Esta transformación del marxismo y la consecuente revisión de algunas de sus bases se siente también en el mundo de las ideas.

Se revisan entonces los conceptos de ideología y hegemonía y se produce la incorporación del pensamiento de Antonio Gramsci trasladando a la dimensión cultural el espacio de lucha por la hegemonía. Se establece la importancia de la vida cotidiana en la construcción de ideología y consenso y se define un rol más activo del actor social -receptor- en el sostenimiento y construcción de esta hegemonía.

En el campo del estructuralismo, se produce un desplazamiento importante. Se pone en tela de juicio el carácter inmanentista de los análisis y en consecuencia conceptos con que se venían manejando los análisis del mensaje y se plantea la necesidad de unir mensaje a contexto.

De esta forma, las investigaciones se orientan a la búsqueda de aspectos extra e intertextuales de los procesos de significación que acercan el estudio del discurso al contexto y su historia.

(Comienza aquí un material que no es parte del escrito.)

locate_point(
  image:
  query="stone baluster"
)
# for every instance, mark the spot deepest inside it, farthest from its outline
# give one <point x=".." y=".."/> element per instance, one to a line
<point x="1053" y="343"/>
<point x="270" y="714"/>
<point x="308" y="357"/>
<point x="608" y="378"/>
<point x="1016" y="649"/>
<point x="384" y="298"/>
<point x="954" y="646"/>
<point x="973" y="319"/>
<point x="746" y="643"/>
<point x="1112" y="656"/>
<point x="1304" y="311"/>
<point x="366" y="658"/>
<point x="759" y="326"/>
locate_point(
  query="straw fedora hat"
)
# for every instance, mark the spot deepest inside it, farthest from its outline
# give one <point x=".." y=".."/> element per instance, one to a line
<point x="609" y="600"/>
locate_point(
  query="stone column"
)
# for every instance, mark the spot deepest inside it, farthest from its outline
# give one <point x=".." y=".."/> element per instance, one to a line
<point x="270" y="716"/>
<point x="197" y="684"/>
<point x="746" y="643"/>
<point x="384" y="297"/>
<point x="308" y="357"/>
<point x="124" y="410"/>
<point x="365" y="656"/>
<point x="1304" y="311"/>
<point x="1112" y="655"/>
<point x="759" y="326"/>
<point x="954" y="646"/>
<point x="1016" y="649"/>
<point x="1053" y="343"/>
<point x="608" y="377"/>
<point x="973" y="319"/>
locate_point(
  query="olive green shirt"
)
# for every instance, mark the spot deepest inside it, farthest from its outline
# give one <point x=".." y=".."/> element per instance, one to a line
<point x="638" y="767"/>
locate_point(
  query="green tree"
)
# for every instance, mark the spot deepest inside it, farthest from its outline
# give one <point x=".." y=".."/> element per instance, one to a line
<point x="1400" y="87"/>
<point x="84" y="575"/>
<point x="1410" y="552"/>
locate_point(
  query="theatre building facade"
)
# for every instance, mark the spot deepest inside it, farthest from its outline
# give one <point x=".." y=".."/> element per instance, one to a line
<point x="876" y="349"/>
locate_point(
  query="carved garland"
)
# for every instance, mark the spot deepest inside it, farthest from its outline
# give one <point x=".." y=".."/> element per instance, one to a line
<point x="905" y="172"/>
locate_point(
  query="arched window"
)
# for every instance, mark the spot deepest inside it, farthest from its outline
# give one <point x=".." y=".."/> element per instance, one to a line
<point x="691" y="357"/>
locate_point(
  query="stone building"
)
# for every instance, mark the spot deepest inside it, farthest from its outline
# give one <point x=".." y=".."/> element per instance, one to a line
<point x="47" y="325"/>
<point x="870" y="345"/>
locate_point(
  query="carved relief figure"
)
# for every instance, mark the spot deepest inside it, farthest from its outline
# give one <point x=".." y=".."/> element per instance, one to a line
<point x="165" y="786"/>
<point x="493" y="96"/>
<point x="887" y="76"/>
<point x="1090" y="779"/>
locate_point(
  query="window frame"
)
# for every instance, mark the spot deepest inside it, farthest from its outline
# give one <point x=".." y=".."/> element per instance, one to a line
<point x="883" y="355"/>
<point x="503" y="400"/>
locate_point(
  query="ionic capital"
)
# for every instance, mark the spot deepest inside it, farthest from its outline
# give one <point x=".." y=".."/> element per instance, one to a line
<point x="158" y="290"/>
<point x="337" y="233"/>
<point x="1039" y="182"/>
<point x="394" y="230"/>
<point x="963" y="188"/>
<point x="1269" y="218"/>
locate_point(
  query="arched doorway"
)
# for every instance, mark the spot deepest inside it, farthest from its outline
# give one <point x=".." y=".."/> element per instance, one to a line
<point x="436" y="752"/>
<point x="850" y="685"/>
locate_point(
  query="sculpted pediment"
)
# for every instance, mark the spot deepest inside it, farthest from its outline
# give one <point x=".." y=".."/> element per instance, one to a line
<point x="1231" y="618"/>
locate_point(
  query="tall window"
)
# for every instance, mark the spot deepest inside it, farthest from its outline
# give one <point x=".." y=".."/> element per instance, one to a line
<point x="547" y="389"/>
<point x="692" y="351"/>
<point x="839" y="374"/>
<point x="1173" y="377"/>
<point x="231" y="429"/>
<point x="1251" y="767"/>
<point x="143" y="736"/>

Queda claro entonces que desde una perspectiva u otra se establece un renovado interés por la relación de la comunicación y la cultura en la que se produce.

En este período, es cuando comienzan a cobrar especial influencia los trabajos de Jesús Martín Barbero. Su propuesta implica desplazamientos que ubican lo comunicacional desde otra mirada (18). Esto significa ubicar el problema a otro nivel, ya no él de los medios, sino el de las mediaciones y los modelos culturales.

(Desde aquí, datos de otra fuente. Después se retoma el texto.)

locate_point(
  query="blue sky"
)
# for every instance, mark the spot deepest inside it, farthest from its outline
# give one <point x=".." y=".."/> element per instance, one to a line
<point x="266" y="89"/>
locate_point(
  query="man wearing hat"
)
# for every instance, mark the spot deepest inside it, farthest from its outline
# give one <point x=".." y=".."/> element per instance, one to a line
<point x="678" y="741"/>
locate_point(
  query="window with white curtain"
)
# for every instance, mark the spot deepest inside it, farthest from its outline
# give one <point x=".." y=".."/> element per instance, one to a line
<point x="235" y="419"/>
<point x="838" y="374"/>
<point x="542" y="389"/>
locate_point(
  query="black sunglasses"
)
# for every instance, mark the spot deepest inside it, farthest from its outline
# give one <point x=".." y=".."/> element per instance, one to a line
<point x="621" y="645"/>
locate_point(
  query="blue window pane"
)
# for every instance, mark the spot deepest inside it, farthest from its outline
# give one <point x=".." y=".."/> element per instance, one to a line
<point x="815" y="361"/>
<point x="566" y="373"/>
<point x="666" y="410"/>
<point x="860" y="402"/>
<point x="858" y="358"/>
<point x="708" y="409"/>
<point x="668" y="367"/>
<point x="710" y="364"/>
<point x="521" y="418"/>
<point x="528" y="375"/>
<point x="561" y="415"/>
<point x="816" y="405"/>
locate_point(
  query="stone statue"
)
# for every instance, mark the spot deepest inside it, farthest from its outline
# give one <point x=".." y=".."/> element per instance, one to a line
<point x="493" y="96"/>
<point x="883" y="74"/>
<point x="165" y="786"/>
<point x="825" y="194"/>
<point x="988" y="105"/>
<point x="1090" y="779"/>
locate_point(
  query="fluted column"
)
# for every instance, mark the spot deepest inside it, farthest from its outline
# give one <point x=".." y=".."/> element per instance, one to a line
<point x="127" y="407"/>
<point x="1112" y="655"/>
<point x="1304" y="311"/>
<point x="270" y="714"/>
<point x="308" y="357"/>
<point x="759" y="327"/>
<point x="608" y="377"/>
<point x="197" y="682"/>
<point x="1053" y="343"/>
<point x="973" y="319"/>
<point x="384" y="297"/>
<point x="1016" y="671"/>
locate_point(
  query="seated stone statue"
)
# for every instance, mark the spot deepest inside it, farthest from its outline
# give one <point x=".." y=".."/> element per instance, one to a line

Se dirige hacia las construcciones en el campo cultural que materializan identidades, que relacionan lo masivo y lo popular, a través de distintas mediaciones inscriptas en diferentes temporalidades y matrices culturales.

De esta forma, la investigación crítica pasó de una etapa denuncista e ideologista con una marcada concepción instrumental de los medios masivos, a una etapa de estudio centrada en el campo cultural y las mediaciones intervinientes en los procesos de comunicación.

Ya no sólo se habla de medios de comunicación como reproductores de ideología dominante o como instrumentos, sino como espacios de negociación en el campo cultural, donde la hegemonía se construye por consenso en una permanente interacción entre la clase fundamental y las clases subalternas y/o auxiliares. En esta negociación en el campo cultural, los receptores de las clases subalternas y/o auxiliares aceptan, resisten o rechazan es decir 'negocian' los contenidos hegemónicos que les proponen los medios.

En los años noventa, el neoliberalismo con fuertes bases neoconservadoras empezó a instalarse.

El modelo económico que cobró fuerzas proponía un estado reducido, que con el pretexto de disminuir el déficit fiscal dejaba el camino de las comunicaciones libre a las empresas multinacionales.

Así, perdieron sentido las discusiones sobre políticas comunicativas y planificación de la comunicación estatal, pues los medios ya no pertenecerían al estado. Se había derrumbado la idea de un estado protector de los intereses públicos por no decir algo que ya sonaba absolutamente obsoleto 'los intereses de las mayorías desposeídas'.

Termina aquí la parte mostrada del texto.